Büyük bir kötülük tarafından kuşatılmış bir kişi bilge, gözlemci ve hayal kırıklığına uğrayabilir, ancak yine de bunalımda olmayabilir. Direnç, kendi içgörü ölçüsünü verir. Hayranlık duyduğumuz şeye hayranlık duymakta hiç zorluk çekmemeliyiz - derinlik, karmaşıklık, estetik parlaklık - ve depresyona karşı dört dörtlük ayakta durmalıyız.

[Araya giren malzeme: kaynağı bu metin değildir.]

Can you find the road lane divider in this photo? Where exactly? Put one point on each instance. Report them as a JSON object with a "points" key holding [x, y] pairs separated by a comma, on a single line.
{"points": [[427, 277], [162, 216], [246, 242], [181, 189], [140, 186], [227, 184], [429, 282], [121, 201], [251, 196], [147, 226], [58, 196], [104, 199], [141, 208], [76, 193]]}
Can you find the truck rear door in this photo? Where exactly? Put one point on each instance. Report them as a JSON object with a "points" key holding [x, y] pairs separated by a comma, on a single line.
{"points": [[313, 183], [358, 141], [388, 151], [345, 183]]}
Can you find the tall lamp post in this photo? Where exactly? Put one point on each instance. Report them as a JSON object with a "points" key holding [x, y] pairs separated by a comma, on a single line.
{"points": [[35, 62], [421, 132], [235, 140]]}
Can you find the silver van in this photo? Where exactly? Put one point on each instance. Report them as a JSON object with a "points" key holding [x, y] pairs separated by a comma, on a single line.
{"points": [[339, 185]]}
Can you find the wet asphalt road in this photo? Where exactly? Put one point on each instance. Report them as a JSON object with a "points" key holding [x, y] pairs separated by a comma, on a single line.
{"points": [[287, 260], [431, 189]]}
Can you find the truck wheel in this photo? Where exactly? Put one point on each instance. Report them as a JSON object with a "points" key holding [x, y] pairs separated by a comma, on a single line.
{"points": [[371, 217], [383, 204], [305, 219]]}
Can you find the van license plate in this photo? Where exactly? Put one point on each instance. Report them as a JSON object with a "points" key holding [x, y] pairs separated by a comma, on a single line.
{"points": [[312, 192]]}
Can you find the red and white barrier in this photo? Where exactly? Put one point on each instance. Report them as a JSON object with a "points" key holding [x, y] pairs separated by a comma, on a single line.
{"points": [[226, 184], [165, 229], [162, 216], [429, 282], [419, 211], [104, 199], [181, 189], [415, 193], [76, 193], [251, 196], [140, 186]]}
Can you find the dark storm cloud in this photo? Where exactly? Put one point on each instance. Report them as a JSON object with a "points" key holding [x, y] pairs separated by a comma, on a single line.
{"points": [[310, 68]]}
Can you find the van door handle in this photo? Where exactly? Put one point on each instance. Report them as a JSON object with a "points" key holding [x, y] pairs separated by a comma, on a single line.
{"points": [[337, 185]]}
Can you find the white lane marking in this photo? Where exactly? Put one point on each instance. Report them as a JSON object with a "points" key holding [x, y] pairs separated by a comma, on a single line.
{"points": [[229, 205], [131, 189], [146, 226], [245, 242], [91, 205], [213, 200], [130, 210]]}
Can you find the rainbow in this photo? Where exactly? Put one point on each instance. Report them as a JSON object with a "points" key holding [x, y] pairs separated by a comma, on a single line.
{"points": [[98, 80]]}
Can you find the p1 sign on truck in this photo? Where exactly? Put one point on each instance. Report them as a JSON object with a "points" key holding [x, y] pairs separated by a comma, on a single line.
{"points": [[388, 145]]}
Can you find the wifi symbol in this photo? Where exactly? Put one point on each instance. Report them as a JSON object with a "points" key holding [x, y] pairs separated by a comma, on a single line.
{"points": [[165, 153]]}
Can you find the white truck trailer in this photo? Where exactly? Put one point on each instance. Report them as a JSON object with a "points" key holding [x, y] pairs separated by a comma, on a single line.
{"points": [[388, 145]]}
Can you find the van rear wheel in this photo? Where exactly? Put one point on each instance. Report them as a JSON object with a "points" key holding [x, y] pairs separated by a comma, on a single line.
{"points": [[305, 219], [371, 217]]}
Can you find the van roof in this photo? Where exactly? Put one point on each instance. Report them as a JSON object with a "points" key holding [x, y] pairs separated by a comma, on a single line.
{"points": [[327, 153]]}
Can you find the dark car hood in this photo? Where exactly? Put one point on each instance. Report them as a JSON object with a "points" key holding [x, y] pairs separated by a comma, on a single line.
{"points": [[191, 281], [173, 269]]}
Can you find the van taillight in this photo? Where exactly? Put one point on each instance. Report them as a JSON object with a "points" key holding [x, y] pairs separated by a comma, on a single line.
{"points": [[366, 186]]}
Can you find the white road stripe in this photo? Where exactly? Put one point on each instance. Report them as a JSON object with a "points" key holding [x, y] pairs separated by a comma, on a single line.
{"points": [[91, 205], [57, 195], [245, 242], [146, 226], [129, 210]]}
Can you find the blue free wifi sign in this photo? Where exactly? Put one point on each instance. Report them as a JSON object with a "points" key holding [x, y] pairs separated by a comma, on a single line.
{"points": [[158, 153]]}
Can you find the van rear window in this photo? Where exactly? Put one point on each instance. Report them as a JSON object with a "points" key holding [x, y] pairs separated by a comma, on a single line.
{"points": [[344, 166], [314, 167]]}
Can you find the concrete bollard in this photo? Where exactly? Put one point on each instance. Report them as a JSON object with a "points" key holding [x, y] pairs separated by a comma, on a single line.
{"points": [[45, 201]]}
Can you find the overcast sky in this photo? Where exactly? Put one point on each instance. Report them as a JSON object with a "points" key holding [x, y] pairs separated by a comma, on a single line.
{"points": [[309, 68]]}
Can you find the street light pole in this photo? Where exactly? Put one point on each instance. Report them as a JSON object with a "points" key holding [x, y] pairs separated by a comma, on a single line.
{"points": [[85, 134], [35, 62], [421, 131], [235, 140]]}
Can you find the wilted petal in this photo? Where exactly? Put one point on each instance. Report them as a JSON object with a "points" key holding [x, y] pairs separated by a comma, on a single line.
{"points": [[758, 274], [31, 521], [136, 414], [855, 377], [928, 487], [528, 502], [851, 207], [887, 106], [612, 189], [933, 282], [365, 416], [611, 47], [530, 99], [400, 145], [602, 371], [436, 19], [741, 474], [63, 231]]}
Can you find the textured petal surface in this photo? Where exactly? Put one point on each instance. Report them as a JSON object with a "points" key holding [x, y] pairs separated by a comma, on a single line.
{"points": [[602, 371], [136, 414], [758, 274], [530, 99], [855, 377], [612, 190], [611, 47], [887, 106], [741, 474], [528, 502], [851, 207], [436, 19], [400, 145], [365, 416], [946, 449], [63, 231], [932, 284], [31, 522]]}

Kramer'in sözleri, enerjisinin yüzde 90'ını, iyimser olmak için dayanma gücünden yoksun olduğu için depresyonda olduğunu söyleyen düşüncelerle mücadele ederek harcayan bir depresif kişiyi teselli ediyor. Aslında Kramer'ı ilk okuduğumda derin bir rahatlama yaşadım. Bununla birlikte, depresyonun neden olduğu derinliğin bir kısmının iyi bir şey olduğunu hala düşünüyorum. Elbette dayanılmaz acılar çektiğim günlerde değil. Ancak, tokalarımı yapmak için hangi renkli kurdeleyi kullanabileceğim konusunda heyecanlanan ve çeyreğini Pacman ile harcayan dokuz yaşındaki çocuklardan biri olsaydım ... pekala, bu blogu yazmazdım.


Bu makale, bir kitap satın alındığında Psych Central'a küçük bir komisyonun ödendiği Amazon.com'a bağlı kuruluş bağlantılarını içerir. Psych Central'a desteğiniz için teşekkür ederiz!